I replied yes straightaway and thanked him again.
But afterwards I felt pensive. A part of me expected him to tell me that my text was great, very original, that it reminded him of such and such, which would’ve been nice. Another expected him not to like it at all, which wouldn’t have been nice. But to land in that intermediate area was unexpected and much worse. He didn’t get a word, he said. I thought it was pretty obvious, but I wasn’t going to spell out the details of my relationship with my girlfriend for him. Anyways, Francisco Pérez-Niebla had been very kind. Maybe he was curious to know more. Although he didn’t like my style very much—he had never given me good grades—I had the feeling there was something he found interesting in my work.

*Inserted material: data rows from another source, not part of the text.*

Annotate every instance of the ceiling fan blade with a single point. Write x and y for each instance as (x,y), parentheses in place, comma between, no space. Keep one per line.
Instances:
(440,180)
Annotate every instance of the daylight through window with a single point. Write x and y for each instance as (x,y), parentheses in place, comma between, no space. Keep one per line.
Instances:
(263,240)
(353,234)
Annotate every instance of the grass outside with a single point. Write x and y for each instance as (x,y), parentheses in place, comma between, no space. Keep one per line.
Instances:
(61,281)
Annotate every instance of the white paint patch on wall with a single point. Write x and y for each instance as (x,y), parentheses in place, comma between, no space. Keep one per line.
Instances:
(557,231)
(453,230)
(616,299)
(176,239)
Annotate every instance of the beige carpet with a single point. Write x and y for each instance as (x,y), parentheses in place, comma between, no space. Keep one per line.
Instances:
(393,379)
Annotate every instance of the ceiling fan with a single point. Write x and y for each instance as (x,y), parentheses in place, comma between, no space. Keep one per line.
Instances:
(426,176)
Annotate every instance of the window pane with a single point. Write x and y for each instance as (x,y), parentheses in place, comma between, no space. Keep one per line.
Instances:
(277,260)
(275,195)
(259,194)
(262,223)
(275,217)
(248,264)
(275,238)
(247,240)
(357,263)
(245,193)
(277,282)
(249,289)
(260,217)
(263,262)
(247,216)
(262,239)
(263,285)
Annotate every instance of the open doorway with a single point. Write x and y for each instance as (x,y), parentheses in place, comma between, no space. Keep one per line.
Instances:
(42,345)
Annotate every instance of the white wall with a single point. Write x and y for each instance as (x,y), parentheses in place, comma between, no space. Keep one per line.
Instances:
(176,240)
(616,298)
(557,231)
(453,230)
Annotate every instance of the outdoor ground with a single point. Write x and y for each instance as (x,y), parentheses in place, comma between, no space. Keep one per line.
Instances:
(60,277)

One day in class, Pérez-Niebla raised an example of an article that had finished in what he viewed to be a confusing way: “the tail moves the dog”. I raised my hand to say I liked it very much.
—You like it because you write similar things
he replied. He did it without a bad intention and, besides, he was right: I took it as a compliment. I still think it is a brilliant ending.
It was Thursday again.
Francisco Pérez-Niebla wore his usual serious expression when, as always, I came over at the end of the class with my article.
—What did the other professor say?
This time he was even more straightforward
—He didn’t understand a word either.
If you have time, wait there for me and when the rest of your classmates finish we can go through it together
When everyone was gone he took out a sheet on which my text was printed. It had a different title then, but the first line remains unmodified even now. He read it out loud, slowly, stressing every single one of the four words.
—Language: freedom or jail.
He read it once again and then underlined it
—Do you mean…
and he offered an interpretation which had nothing to do with what I wanted to say.
I didn’t want to be categorical with someone much wiser than me who, besides, was doing me a favor.
It was more like…
I tried to explain myself to the best of my abilities. It sounded ridiculous.
He scrutinized me in silence.
—Do you often write this kind of thing?
—Only now and then…
—And what makes you do it?
He was asking like he was worried about me, the same way a psychiatrist might have done.
—Well, I don’t really know… Sometimes I have an idea and I try to express it the best I can and something like this comes out… I don’t do it often. Actually I could say this is the first time…. But I like the outcome.
The conversation didn’t go on for long. I didn’t mention the topic again, not with López-Niebla nor with anyone else. The text was stored in one of the digital files inside my computer, forgotten, until Robert Gris said, like he was answering the most obvious of questions
—Oh, it doesn’t have to rhyme. No one rhymes anymore.
It was when I heard these words that I got it – I had written a poem.
It was titled
Words are our dictatorship.
Our throne is chiseled by words,
a powerful gift
Inherited from our parents
and denied to individuality
because a term is a melody
only when shared.
But language also oppresses,
in jails with limited bars,
transforms ethereal and unattainable creatures
into incessant codes
repeated ad nauseam (to the point of nausea).
The creation of a race as a whole reduced
to a combination of twenty seven letters.
More crime than expression,
ideas screech, convulse,
forced to fit inside an artificial shell
that amputates them, that separates them for their essence,
that makes them cry.
An unexplored land, virginal, exuberant.
We face the sadness that is produced
by the vision of its closed gates.
And this way, confused,
we know not if we’re in search of darkness from the light
or if it is the other way around.
who knows what’s there
a stream of water, a mirage, the horizon.
My idea has already been lost
on its way to the paper.
How beautiful it would be to share thoughts.